Coastal settlement in the Bay of Plenty, New Zealand

Opape is a small coastal settlement in the Ōpōtiki District of the Bay of Plenty Region on New Zealand's North Island. It is 2 km east of Omarumutu

Opape is the eastern end of the traditional territory of the Whakatōhea Māori iwi. When most of Whakatōhea's land was confiscated by the Crown in the 1860s, most of the iwi was crowded into the 20,300-acre Ōpape Native Reserve, which included coastal Opape and inland hills.

==Demographics==
Opape locality covers 13.74 km2. It is part of the Ōtara-Tirohanga statistical area.

Opape had a population of 243 in the 2023 New Zealand census, an increase of 75 people (44.6%) since the 2018 census, and an increase of 87 people (55.8%) since the 2013 census. There were 117 males and 120 females in 69 dwellings. The median age was 31.4 years (compared with 38.1 years nationally). There were 75 people (30.9%) aged under 15 years, 42 (17.3%) aged 15 to 29, 87 (35.8%) aged 30 to 64, and 42 (17.3%) aged 65 or older.

People could identify as more than one ethnicity. The results were 29.6% European (Pākehā), 90.1% Māori, and 3.7% Pasifika. English was spoken by 96.3%, Māori by 30.9%, and other languages by 1.2%. No language could be spoken by 2.5% (e.g. too young to talk). New Zealand Sign Language was known by 1.2%. The percentage of people born overseas was 3.7, compared with 28.8% nationally.
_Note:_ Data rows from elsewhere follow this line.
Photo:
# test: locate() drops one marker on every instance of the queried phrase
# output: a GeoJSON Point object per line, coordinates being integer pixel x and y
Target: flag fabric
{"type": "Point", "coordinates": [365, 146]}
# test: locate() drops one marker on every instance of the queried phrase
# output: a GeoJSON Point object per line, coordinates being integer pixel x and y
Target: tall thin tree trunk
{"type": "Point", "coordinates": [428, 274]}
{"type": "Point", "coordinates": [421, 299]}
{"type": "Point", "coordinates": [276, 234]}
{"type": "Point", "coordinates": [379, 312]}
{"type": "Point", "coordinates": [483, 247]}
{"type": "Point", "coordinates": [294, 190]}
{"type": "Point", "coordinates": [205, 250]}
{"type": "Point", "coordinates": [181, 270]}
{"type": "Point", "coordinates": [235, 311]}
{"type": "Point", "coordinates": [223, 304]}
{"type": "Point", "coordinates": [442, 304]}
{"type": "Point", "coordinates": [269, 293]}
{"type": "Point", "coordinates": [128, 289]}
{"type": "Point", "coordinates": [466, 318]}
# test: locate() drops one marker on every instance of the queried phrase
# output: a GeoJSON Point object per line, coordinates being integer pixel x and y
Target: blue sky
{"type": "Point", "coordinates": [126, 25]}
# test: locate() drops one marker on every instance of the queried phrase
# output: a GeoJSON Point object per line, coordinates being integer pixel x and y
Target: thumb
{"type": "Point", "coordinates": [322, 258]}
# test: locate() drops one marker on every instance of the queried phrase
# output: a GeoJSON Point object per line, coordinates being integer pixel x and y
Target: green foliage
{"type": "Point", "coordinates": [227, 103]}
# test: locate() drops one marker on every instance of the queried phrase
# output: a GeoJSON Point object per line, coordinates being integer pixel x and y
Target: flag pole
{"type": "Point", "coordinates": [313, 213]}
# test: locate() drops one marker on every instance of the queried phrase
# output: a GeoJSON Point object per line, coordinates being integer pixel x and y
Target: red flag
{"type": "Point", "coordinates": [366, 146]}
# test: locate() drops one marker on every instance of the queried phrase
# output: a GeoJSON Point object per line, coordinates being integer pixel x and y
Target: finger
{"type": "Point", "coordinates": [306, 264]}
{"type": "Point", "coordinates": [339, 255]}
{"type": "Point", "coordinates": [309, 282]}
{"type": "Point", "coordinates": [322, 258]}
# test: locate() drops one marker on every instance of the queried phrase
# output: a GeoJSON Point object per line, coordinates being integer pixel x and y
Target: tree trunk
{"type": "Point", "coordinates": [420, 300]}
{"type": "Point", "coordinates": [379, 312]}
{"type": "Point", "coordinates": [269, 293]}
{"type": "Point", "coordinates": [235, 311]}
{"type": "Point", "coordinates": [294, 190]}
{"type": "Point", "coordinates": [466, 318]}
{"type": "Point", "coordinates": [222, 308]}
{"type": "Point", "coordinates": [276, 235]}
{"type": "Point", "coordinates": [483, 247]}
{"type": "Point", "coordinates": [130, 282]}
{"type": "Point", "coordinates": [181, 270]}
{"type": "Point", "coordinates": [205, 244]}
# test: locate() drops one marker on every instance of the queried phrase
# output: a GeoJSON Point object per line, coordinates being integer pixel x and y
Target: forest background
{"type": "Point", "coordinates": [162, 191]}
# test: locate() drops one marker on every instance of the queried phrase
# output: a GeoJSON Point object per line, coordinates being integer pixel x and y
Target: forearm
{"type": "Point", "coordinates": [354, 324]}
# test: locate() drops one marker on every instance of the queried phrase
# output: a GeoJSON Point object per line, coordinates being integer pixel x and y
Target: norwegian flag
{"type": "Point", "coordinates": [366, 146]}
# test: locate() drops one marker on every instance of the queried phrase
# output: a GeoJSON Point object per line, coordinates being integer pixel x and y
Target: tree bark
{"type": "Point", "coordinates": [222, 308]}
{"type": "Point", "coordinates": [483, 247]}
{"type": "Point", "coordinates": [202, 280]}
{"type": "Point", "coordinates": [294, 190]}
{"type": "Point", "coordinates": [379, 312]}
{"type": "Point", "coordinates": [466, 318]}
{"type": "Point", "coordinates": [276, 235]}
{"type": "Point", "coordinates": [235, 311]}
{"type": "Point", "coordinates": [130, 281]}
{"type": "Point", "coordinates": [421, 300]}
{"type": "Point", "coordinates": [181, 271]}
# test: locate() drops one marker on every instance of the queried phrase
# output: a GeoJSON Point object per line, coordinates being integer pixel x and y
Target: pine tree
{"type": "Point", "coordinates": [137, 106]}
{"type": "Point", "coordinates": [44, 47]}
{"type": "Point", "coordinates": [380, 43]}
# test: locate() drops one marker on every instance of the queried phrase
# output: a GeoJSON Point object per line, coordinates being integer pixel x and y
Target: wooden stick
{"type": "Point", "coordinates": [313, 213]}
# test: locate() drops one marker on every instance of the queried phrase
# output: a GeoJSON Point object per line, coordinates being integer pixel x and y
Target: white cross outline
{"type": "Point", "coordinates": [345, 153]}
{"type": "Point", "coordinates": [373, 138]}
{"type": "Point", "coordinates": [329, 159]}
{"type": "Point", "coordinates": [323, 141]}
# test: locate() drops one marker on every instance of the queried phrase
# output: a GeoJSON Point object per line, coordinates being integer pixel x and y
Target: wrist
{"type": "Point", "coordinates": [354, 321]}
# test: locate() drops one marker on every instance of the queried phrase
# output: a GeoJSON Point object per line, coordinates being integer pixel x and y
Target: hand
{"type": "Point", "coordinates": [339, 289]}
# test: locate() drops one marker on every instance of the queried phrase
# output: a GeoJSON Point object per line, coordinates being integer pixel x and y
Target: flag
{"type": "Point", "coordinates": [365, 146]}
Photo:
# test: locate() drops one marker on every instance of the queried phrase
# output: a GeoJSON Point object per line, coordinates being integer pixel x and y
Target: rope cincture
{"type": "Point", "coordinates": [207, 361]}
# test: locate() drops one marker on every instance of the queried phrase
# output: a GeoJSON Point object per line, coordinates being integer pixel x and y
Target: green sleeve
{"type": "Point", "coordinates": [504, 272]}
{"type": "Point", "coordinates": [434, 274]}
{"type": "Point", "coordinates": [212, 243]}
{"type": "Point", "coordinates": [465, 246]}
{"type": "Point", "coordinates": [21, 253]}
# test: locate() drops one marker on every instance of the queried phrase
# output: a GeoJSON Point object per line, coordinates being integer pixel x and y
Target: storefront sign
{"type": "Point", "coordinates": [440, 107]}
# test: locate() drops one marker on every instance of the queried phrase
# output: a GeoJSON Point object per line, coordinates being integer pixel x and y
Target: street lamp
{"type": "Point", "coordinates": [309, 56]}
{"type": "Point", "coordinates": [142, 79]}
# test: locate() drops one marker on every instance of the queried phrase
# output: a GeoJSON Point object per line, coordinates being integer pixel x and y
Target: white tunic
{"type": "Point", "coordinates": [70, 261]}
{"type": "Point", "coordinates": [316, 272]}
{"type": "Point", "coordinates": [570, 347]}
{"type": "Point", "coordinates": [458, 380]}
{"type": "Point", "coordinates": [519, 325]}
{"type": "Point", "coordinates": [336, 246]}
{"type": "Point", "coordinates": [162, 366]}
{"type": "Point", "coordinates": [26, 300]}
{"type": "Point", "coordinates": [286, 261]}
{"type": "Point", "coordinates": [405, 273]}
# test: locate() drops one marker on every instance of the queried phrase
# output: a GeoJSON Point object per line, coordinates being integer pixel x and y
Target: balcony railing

Religious affiliations were 19.8% Christian, and 19.8% Māori religious beliefs. People who answered that they had no religion were 56.8%, and 2.5% of people did not answer the census question.

Of those at least 15 years old, 15 (8.9%) people had a bachelor's or higher degree, 99 (58.9%) had a post-high school certificate or diploma, and 51 (30.4%) people exclusively held high school qualifications. The median income was $30,800, compared with $41,500 nationally. 9 people (5.4%) earned over $100,000 compared to 12.1% nationally. The employment status of those at least 15 was 66 (39.3%) full-time, 30 (17.9%) part-time, and 6 (3.6%) unemployed.

==Marae==

Opape Marae and Muriwai meeting house is a traditional meeting place of the Whakatōhea hapū of Ngāi Tamahaua (Ngāi Tama). In October 2020, the Government committed $744,574 from the Provincial Growth Fund to upgrade the marae and two other Whakatōhea marae, creating 30 jobs.